Ainsi, ce n’est qu’à la veille de la guerre 14-18, dans le cadre d’un affrontement prévisible avec le capitalisme allemand, et de l’effort financier à consentir pour le préparer, qu’un certain nombre d’impôts furent votés. Ce n’est qu’en mars 1914, donc tardivement, qu’est institué l’impôt foncier, et en juillet de la même année que le Parti Radical fit admettre le recours à l’impôt progressif sur le revenu. Inversement, c’est sous la contrainte, non pas des Partis de Gauche installés au Gouvernement, mais bien des luttes grévistes et des occupations d’usines qu’en juin 36 le patronat cède aux revendications. Le programme des partis de Gauche n’envisageait nullement d’accorder des augmentations de salaires ou la semaine des congés payés. Et s’il faut savoir terminer une grève (Thorez) c’est bien pour éviter que la lutte des classes ne prenne une tournure insurrectionnelle incontrôlable pour ceux qui se sont installés au sommet de l’Etat. La politique de non intervention en Espagne, dans le cadre des ambiguïtés propres à l’antifascisme, viendra confirmer l’option de statu quo choisie dans le cadre des rapports de forces de classes tant franco-françaises que sur le plan international.

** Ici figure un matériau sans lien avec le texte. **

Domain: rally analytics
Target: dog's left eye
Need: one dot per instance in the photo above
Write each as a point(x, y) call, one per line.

La parenthèse keynésienne-fordiste, qui s’ouvre après la 2ème guerre mondiale, diffère des exemples précédents en ce sens où elle obéit à la fois à une nécessité structurelle du capitalisme de se reconstruire et au « danger » auquel il doit faire face. La crise de 29-30, la montée du fascisme et la guerre appellent à une reconstruction-régulation du capitalisme pour éviter que se réenclenche un processus de même type. Toutefois, ce choix s’opère sous la contrainte, celle de contenir les aspirations des salariés et la volonté des militants (programme du Conseil National de la Résistance). Cette double contrainte s’exerce sur une classe dominante affaiblie par sa collaboration avec le fascisme. En outre, la reconstruction du capitalisme sous la forme d’un « Etat social » redistributeur implique le consentement des masses, l’acceptation de « se retrousser les manches » afin que sous d’autres formes l’exploitation capitaliste puisse perdurer tout en se modernisant. L’Etat n’est pas seulement « social » (sécurité sociale …) mais interventionniste pour refonder le capitalisme français (nationalisations, planification), au profit des classes dominantes, d’autant que l’avance de capital à consentir est énorme, d’où le recours au plan Marshall.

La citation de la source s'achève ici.